My question is: what are the options in this case? A cronjob could be set in place to save these numbers and write them to a separate 'performance' or 'history' table that saves the visitors, sales, gender ratio etc. in rows linked to the date of that day. This is good for performance, but certain data gets lost. Another option is to compute these numbers with complex queries (group by day) etc, but that seems to intensive since the queries are performed on the production database. Especially since the database structure is a little complex. Thinking of avoiding doing this on the production database, is setting up a data-warehouse with ETL-processes a better option to avoid overloading the production database? In that case the data would not be displayed live.

I honestly have no idea what is the best option in this case. I'm very curious about the answers! Many thanks.


Solution

  • Running query on a production database (especially one which is growing in volume and complexity) become a losing proposition very quickly. There are a lot of possible alternative, basically the entire field of Business Intelligence is grown as as solution of this problem.

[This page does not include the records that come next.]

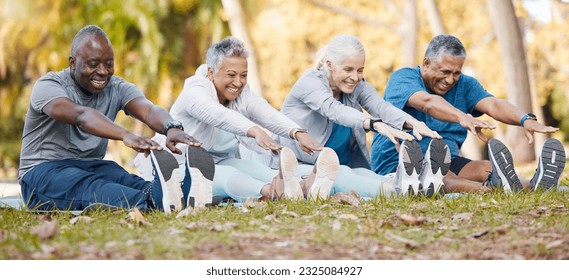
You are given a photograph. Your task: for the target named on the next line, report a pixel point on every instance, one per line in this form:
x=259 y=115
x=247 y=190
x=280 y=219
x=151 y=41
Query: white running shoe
x=198 y=180
x=410 y=166
x=327 y=166
x=435 y=166
x=288 y=165
x=166 y=189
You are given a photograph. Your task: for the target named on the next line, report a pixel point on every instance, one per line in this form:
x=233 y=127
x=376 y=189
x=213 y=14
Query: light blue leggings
x=240 y=179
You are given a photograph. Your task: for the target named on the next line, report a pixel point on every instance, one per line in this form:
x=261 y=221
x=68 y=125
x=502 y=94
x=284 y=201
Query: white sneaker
x=409 y=167
x=166 y=188
x=198 y=181
x=327 y=166
x=435 y=166
x=288 y=165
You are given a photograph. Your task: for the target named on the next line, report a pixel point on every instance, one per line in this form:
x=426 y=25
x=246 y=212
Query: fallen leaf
x=186 y=212
x=500 y=230
x=83 y=219
x=46 y=217
x=138 y=218
x=554 y=244
x=479 y=234
x=408 y=242
x=337 y=225
x=348 y=216
x=290 y=213
x=411 y=220
x=46 y=230
x=250 y=203
x=462 y=216
x=351 y=198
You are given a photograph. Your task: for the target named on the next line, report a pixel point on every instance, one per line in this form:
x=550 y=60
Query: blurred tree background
x=159 y=43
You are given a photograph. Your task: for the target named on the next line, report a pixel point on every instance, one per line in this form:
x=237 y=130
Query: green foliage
x=489 y=226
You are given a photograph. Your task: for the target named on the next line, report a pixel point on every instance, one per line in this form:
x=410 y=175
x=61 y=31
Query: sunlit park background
x=518 y=51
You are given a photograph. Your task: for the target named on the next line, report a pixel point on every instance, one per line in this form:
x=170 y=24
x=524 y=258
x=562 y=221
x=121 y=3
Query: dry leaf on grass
x=408 y=242
x=348 y=217
x=45 y=230
x=337 y=225
x=462 y=216
x=351 y=198
x=479 y=234
x=83 y=219
x=411 y=220
x=137 y=217
x=554 y=244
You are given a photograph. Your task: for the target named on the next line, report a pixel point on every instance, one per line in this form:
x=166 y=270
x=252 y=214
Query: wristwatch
x=298 y=130
x=371 y=122
x=528 y=116
x=172 y=124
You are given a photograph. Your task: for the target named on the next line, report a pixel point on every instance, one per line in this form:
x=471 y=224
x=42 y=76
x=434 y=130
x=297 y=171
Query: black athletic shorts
x=458 y=163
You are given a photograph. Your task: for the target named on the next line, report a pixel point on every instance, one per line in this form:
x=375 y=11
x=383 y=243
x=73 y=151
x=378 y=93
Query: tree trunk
x=238 y=28
x=510 y=39
x=408 y=33
x=434 y=17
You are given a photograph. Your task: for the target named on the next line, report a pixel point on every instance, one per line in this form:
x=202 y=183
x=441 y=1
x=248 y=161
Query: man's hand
x=420 y=129
x=392 y=133
x=475 y=126
x=307 y=144
x=532 y=126
x=176 y=136
x=141 y=144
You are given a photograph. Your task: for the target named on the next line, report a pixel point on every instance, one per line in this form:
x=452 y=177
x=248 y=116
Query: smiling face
x=230 y=79
x=345 y=77
x=92 y=65
x=440 y=76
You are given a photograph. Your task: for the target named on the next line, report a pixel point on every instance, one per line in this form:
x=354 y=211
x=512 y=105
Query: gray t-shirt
x=45 y=139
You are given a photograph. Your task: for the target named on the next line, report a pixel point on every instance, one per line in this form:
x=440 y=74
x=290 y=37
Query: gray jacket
x=311 y=104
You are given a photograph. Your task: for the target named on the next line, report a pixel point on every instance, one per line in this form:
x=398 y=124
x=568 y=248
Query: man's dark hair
x=84 y=33
x=444 y=44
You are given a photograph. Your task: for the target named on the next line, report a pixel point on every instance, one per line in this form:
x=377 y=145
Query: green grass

    For a small system where you just want to avoid to query the production database probably the development of a full blown Data Warehouse is overkill. It is impossible to give a reasonable answer without knowing more, but I would go for one of the following (in growing order of complexity/degree of result):

    1. Instead of directly show the result of the query, save it in a table and query the table
    2. Clone your production database then query the clone
    3. Extract relevant data from production database in a structure which save relevant data and preserve history (google Data Vault)
    4. Direct over the production DB, or over solution 2 or 3 build a dimensional model (google Kimball Dimensional Model). Pay attention that to do a good job you have to consider what kind of queries you want to do. You could end up with different designs for different requirement.

    It is also relevant which technology are you using and what are the options available on your available architecture. Depending on what you have on hand, you could have some solution, even complex ones, very much simplified. Do some research.